T9 · audit-ledger · counterfactual

Samsung internal-data leak via ChatGPT

Within ~20 days of Samsung Semiconductor relaxing its ChatGPT-use policy in March 2023, three confidential-data leak events were attributed to employee prompts: a ~6,000-line semiconductor source code dump, equipment yield/sensor data, and an internal meeting recording. Samsung concluded the data was effectively unrecoverable from third-party model checkpoints and banned generative AI on company devices.
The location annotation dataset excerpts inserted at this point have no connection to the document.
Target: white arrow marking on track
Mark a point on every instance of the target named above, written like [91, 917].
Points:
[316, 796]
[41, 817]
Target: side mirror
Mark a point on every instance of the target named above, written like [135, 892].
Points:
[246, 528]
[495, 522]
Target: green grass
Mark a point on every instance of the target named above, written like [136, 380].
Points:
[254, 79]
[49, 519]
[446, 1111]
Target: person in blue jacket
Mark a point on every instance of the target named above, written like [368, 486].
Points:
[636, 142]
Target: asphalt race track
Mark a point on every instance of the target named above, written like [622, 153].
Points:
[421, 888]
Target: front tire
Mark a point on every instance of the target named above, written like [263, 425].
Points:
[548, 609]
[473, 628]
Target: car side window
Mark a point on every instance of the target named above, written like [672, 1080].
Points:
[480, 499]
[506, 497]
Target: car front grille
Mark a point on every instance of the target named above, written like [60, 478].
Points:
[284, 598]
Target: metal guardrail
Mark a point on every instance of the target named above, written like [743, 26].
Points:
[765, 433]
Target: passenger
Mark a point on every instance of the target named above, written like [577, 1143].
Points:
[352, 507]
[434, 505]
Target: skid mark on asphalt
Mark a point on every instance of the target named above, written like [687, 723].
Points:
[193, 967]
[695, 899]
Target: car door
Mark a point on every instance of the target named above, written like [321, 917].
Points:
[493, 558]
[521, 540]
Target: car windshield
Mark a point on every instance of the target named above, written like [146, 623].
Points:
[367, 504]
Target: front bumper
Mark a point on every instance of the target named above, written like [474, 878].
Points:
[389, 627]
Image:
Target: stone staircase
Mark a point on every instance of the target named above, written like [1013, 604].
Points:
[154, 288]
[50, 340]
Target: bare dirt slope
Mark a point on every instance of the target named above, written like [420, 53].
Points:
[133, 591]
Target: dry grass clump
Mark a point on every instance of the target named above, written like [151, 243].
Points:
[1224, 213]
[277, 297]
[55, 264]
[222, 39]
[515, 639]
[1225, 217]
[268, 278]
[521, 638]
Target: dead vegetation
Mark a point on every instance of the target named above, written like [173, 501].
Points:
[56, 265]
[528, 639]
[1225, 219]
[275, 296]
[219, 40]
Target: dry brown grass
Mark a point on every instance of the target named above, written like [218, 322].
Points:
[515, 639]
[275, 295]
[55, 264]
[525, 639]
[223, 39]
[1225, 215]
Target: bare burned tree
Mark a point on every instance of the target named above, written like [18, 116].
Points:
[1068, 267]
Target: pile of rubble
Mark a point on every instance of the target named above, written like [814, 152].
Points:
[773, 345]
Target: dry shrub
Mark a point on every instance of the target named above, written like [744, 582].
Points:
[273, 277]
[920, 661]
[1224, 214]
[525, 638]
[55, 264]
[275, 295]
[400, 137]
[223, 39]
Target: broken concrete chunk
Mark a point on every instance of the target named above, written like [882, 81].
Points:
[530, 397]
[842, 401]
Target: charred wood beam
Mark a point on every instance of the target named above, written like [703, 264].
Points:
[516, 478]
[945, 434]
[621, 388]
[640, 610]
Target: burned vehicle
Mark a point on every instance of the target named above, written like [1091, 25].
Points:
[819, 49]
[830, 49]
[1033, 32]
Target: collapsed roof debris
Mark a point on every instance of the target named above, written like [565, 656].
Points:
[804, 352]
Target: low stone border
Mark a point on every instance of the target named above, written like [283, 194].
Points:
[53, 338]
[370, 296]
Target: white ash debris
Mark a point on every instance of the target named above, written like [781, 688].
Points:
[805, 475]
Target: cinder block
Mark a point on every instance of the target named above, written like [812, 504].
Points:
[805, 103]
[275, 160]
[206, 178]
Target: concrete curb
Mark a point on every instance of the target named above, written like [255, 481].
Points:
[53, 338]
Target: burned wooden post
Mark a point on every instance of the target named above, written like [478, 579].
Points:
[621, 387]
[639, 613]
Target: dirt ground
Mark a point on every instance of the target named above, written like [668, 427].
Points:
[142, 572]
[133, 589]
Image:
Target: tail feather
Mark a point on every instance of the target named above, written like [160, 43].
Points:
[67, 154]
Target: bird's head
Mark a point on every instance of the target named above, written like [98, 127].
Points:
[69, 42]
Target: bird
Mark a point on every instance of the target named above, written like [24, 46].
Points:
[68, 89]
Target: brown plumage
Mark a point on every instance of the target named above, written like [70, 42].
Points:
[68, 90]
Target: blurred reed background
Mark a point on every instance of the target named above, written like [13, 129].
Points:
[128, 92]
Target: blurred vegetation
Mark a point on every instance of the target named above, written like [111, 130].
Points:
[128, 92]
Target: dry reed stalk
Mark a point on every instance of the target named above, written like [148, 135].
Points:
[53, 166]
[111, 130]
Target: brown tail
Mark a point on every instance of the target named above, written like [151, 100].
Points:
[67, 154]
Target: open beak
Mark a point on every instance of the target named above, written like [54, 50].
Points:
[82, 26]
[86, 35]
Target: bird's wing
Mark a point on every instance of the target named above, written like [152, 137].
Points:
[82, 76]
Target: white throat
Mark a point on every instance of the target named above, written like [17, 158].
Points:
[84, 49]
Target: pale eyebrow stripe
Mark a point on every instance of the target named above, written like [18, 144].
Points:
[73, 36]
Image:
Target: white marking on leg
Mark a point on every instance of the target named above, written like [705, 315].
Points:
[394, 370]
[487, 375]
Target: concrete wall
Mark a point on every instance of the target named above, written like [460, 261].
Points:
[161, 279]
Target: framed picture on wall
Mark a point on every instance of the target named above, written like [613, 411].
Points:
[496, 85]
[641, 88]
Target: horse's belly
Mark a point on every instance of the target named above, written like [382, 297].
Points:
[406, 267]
Verdict shape that would have refuted

Tier T6
Flow contract
flow(classification: internal_only ∨ trade_secret) ∉ flow(external_model_api_egress)
Fixture that exercises this contract
/examples-ai/13-embedding-leakage-from-forbidden-source/manifest.json

The 'product-search-index-v2' fixture demonstrates the 'forbidden source flows into external sink' contract — Samsung's case is the same shape with 'sink' bound to external model vendor.

Regulatory anchor
Trade-secret common law; NIST AI 600-1 §3.5 Data-Privacy
Date the vault would have flagged
2023-03 — at DLP-rule-deploy time, when ChatGPT use was first permitted

What broke instead

Samsung's existing DLP controls were focused on email and file uploads, not LLM-API egress. The 'internal-only' classification did not propagate to the API call submitting the data to a third-party model. The new sink class — external model vendor — had not been enumerated in the policy graph.

Public outcome · Three confirmed leak events, including ~6,000 lines of irrecoverable semiconductor source code; full company-wide ban on generative AI tools; canonical case study cited in NIST AI 600-1.